The augmented workforce enables FDA to screen 40,000 packages annually; that’s up from 10,000 packages each year, they added.

“These are packages that our partners at CBP [U.S. Customers and Border Protection] have flagged for additional screening in order to intercept and detail what are believed to be nefarious products prior to refusal of admission and possible destruction,” FDA officials wrote in the blog.

It’s challenging work. Before refusing a product’s admission to the United States or possibly destroying it, FDA must establish it’s a drug, necessitating what FDA officials described as a “labor-intensive process” to document the product’s contents.

“Some of the packages may contain loose pills without any packaging or contain hundreds of small internal packages,” Gottlieb and his colleagues wrote. “Screening a single package can take about 20 minutes, while packages that contain multiple products or large quantities can take much longer.”

FDA officials said the portable screening devices have similar accuracy and reliability as laboratory methods. Airport security uses the same technology to swipe luggage for explosives, as well as prisons to screen visitors who possess illegal narcotics, they said.

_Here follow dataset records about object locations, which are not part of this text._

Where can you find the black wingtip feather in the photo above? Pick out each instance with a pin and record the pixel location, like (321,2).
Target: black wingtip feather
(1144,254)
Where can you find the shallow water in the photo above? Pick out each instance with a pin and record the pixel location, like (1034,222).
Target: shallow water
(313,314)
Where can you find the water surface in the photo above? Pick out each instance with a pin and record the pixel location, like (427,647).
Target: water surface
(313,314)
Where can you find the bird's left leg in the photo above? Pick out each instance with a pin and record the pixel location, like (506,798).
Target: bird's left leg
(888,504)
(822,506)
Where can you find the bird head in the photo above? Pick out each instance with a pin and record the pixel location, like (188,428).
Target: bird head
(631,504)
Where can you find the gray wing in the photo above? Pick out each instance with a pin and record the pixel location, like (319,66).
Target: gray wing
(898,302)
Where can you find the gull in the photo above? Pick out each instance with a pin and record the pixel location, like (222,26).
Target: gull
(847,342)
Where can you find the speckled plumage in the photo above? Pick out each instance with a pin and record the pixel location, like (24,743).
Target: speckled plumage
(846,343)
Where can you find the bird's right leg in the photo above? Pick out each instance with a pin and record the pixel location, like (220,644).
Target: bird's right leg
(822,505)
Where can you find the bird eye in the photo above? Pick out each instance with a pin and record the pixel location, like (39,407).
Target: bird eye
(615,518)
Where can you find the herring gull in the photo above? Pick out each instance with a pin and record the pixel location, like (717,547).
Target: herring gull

Results from the pilot study confirmed what FDA already knew: that products marketed as supplements may be laced with undeclared pharmaceutical ingredients. Notorious for drug spiking: products marketed for weight loss, muscle building and sexual enhancement.

“[H]owever, we were not aware of the extent of the problem until we completed our pilot study,” Kahn, the FDA spokesman, said.

At a National Institutes of Health (NIH) workshop on liver injury and dietary supplements held in 2015, an FDA official explained the agency’s use of ion mobility spectrometry at various ports and in the field found high rates of adulterated weight loss and sex supplements: Ninety one percent of 168 weight-loss products screened since 2011 were flagged for possibly containing the drug sibutramine, and 79 percent of male sex/erectile dysfunction products tested showed adulteration with sildenafil.

Such tainted products can adversely interact with prescription medicines and cause harm to consumers, FDA officials and other medical experts maintain.

Even when FDA finds undeclared pharmaceutical drugs and other unlawful products in packages originating from outside the United States, the agency is only scratching the surface.

“It’s estimated that FDA is able to physically inspect less than 0.06 percent of the packages that are presumed to contain drug products that are shipped through the IMFs,” FDA officials revealed, noting the IMFs combined receive more than 275 million packages annually.